The previous owner of my house was a “Granola Person” as my realtor called him. He and his wife were nice people who had great expectations for life in the desert. They were a live and let live couple. They went to considerable lengths to construct a raised vegetable garden with about seven 4′ by 8′ planter boxes and the whole thing was fenced to keep the rabbits and other vegetarian wildlife out. But, this is desert and you barely can get anything to grow, let alone a vegetable garden. So, the experiment failed and when I moved in the garden was deteriorating and filled with salt bush, tumbleweeds and trash. A large compost heap was baking in the desert sun and not really converting anything to soil. There were a few toasted sprigs of herbs of some sort…the last desperate attempt to grow something before the death of the garden.
I knew I wouldn’t use the garden. Instead, I wanted a Bocce court and saw an opportunity to salvage the garden boxes and convert the space and leftover lumber as the basis for my Bocce court. The project was a little bigger than I planned and my neighbor joined in the project about halfway through. We got it done in about five weeks — including spreading 8 tons of crushed stone for the surface.
My neighbor was the first person I met when I moved here. He knew everyone in the neighborhood and made sure I was introduced and he knew answers to all of my new-comer questions. He was retired and about ten years older than me and worked as a handy man for a number of widow ladies who had chores but no one to do them. As a handy man, he knew his way around a hammer and a saw and was a tremendous help in getting my project done.
The pictures show the general progress of the project.
We finished the Bocce court in early spring and began playing games every few days.
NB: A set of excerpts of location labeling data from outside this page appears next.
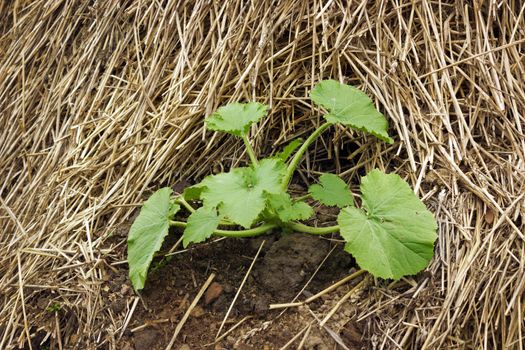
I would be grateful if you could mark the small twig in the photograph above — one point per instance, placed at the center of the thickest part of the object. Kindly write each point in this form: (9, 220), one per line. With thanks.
(187, 314)
(321, 293)
(246, 318)
(341, 302)
(240, 288)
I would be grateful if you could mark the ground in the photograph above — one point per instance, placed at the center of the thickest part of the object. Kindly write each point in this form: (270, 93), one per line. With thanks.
(282, 270)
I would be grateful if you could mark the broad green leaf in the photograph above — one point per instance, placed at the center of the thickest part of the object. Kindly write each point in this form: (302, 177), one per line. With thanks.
(238, 194)
(201, 225)
(393, 234)
(236, 118)
(147, 234)
(331, 190)
(289, 149)
(286, 209)
(351, 107)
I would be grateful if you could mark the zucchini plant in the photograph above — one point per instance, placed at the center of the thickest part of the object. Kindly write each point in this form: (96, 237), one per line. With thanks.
(390, 234)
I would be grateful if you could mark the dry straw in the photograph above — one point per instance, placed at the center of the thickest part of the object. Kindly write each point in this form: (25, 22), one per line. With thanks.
(102, 101)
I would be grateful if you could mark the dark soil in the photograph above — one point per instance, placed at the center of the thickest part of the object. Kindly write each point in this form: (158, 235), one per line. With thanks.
(283, 268)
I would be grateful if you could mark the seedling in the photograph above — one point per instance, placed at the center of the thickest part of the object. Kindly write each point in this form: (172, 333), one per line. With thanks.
(390, 235)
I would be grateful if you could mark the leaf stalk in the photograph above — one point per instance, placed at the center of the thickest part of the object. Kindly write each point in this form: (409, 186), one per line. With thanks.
(299, 154)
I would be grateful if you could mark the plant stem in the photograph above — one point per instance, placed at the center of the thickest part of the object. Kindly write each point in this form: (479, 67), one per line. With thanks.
(252, 232)
(301, 198)
(249, 149)
(313, 230)
(299, 154)
(185, 204)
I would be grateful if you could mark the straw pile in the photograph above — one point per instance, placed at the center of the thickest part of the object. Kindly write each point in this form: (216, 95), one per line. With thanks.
(100, 102)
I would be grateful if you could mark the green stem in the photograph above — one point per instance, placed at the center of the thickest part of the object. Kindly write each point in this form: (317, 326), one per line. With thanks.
(186, 205)
(252, 232)
(313, 230)
(249, 149)
(299, 154)
(301, 198)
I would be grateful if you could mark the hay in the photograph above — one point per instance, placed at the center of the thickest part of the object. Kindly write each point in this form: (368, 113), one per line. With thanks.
(101, 102)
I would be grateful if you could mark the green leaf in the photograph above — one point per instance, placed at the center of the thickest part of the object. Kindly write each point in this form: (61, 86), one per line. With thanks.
(331, 190)
(236, 118)
(288, 149)
(286, 209)
(147, 234)
(201, 225)
(238, 194)
(393, 234)
(351, 107)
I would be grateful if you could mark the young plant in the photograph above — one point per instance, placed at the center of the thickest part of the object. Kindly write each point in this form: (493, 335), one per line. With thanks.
(390, 235)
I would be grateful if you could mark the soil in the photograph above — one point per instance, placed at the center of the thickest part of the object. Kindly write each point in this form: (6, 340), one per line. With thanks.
(281, 272)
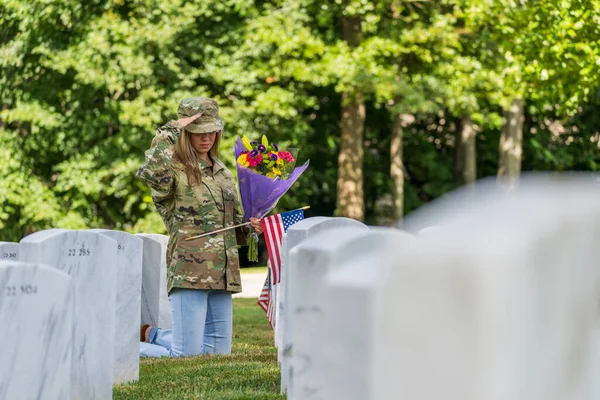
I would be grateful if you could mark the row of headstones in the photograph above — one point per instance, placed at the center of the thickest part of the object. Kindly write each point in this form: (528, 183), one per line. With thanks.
(501, 301)
(71, 306)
It was a little difficult getting used to the surface. We would rake it and water it periodically to get the crushed stone to solidify a little more. The climate is so dry that we did not have to install drainage. There were some persistent critters who wanted to burrow into the crushed stone surface so we had to discourage them.
My neighbor was a member of two bowling teams and, although he was not experienced at Bocce, he was very hard to beat. He won three games to every one I’d win. Trash talk was his specialty…he had something to say with every ball thrown. We went even further with the fun and games and put in a horse shoe pit next to the Bocce court.
My neighbor took on one of his handy man jobs around the end of June and I visited with him a little at the end of a long day. He looked tired and didn’t have much to say. He died the next day. Heart problems ran in his family and his number came up without much warning. He was my closest friend after my move and made my transition go so much easier. I actually only knew him for about nine months but it seemed like decades. It is hard to say goodbye to a good friend and I miss him more than I expected. The Bocce court serves as a memorial to our friendship and he is always in my thoughts when I’m out there.